O caso chama atenção porque Dr. Vicenzo é apontado publicamente como advogado, jornalista, Procurador de Justiça do TJDDF e servidor da Câmara Federal, além de possuir atuação profissional em causas de alto valor. A concessão do benefício, criado para amparar trabalhadores informais, desempregados e pessoas em situação de vulnerabilidade durante a crise sanitária, levanta questionamentos sobre os critérios utilizados à época para a liberação dos pagamentos.

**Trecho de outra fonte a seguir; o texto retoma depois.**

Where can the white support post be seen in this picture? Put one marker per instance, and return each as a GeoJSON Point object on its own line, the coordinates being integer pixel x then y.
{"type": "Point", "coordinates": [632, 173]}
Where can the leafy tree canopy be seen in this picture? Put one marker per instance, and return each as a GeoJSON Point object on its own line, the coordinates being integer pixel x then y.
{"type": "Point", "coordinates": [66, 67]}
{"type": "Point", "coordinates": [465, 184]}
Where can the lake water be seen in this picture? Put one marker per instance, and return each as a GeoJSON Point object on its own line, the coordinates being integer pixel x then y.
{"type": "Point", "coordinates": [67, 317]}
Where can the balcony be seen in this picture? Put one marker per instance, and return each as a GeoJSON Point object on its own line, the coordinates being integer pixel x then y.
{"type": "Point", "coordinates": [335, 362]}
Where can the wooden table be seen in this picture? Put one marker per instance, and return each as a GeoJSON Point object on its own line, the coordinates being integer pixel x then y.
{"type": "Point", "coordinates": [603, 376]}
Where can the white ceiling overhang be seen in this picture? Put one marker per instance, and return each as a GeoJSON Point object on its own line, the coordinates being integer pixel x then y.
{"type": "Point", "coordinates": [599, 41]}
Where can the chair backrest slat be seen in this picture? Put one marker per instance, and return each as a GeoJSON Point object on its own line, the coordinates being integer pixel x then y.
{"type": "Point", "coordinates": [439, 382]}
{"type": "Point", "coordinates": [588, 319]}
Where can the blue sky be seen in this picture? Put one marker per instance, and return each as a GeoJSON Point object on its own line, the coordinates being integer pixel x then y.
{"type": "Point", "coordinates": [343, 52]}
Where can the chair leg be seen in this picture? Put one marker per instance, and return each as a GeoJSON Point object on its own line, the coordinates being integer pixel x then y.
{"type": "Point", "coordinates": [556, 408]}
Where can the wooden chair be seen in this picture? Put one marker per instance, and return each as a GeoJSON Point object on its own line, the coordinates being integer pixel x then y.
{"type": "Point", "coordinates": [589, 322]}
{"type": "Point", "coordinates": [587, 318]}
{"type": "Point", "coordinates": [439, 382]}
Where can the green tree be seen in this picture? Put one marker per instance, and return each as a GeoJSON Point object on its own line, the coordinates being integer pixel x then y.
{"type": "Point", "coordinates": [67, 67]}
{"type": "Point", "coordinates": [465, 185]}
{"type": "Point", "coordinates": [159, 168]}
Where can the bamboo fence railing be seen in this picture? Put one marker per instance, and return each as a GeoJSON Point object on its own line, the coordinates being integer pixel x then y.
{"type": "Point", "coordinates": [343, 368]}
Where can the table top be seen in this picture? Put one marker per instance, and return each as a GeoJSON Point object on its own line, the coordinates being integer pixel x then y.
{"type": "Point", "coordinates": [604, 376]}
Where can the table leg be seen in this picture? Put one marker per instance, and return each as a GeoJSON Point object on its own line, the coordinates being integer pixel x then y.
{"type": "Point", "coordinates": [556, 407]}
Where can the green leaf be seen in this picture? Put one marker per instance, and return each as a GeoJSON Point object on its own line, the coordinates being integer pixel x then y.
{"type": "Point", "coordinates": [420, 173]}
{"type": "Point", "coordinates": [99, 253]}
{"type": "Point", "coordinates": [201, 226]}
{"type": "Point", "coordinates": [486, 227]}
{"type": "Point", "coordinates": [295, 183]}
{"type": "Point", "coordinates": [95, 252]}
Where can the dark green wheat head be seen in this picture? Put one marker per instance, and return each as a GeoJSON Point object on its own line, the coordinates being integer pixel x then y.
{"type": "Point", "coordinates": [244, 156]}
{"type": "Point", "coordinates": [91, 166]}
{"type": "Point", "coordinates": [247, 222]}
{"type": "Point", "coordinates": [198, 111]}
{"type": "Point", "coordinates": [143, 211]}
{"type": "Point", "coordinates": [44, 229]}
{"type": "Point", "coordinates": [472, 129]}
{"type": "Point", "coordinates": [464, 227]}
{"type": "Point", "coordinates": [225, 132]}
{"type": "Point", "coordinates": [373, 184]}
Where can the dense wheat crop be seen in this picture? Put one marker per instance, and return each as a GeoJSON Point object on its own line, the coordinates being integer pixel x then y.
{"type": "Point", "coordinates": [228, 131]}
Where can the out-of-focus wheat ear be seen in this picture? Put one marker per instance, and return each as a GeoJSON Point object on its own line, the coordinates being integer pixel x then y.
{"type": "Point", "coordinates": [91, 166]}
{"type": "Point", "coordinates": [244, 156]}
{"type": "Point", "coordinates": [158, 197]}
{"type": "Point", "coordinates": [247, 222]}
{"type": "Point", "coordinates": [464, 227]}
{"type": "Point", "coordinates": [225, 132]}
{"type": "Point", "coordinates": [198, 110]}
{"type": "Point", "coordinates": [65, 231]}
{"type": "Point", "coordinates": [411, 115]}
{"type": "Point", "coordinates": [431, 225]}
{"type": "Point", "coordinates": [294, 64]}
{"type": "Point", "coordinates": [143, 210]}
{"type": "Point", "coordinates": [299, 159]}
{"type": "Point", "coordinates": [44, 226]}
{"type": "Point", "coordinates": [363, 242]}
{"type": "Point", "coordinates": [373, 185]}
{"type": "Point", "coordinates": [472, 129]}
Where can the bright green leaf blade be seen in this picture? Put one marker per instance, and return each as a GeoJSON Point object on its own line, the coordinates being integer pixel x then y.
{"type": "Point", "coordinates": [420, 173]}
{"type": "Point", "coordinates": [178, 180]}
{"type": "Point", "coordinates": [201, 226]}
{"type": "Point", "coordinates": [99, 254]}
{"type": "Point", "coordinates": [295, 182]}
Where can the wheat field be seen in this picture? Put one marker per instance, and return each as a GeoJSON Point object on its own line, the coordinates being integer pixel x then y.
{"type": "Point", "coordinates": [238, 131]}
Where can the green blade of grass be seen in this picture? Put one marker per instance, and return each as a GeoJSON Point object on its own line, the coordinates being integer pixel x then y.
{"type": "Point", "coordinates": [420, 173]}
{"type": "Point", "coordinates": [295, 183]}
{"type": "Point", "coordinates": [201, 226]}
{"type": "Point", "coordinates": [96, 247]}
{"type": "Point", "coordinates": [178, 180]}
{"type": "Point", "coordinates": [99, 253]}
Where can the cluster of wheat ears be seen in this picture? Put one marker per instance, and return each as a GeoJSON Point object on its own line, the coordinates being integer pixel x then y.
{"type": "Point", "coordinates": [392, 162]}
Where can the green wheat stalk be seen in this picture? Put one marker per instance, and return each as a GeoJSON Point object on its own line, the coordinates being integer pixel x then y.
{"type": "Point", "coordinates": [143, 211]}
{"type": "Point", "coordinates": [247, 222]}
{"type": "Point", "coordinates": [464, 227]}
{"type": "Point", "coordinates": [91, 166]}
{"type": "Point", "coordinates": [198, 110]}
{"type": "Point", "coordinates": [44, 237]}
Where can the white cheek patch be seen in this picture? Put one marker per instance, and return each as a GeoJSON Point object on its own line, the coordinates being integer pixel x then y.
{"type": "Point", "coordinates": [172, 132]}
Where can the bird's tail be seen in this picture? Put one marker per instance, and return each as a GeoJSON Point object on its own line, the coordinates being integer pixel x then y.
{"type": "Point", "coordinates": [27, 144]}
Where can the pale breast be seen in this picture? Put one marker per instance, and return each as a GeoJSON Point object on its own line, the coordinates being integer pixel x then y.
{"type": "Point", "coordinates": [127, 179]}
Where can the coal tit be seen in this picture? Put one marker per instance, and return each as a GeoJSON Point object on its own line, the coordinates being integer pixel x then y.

Para a publicitária Aline Araújo, especialista em ética e comportamento humano, episódios como esse exigem transparência e coerência pública. “Em situações como essa, o ponto central não é apenas a legalidade formal do recebimento, mas a coerência ética entre discurso público e conduta privada. Quando uma pessoa ocupa espaços de autoridade, atua profissionalmente em diferentes frentes e constrói imagem de rigor moral, qualquer benefício social recebido em contexto de emergência precisa ser explicado com absoluta transparência. A sociedade tem o direito de questionar, e o citado também tem o direito de apresentar sua versão. Ética pública exige clareza, responsabilidade e prestação de contas.”
Nos registros exibidos, não consta observação de irregularidade, aparecendo a informação “não há” no campo correspondente. Ainda assim, a presença do nome do beneficiário na lista de pagamentos do Auxílio Emergencial pode motivar pedidos de esclarecimento aos órgãos responsáveis e ao próprio citado.
É importante destacar que o recebimento do benefício, por si só, não comprova fraude ou ilegalidade. Eventual irregularidade depende de análise oficial, cruzamento de dados e direito de defesa. O espaço permanece aberto para manifestação de Dr. Vicenzo e dos órgãos competentes.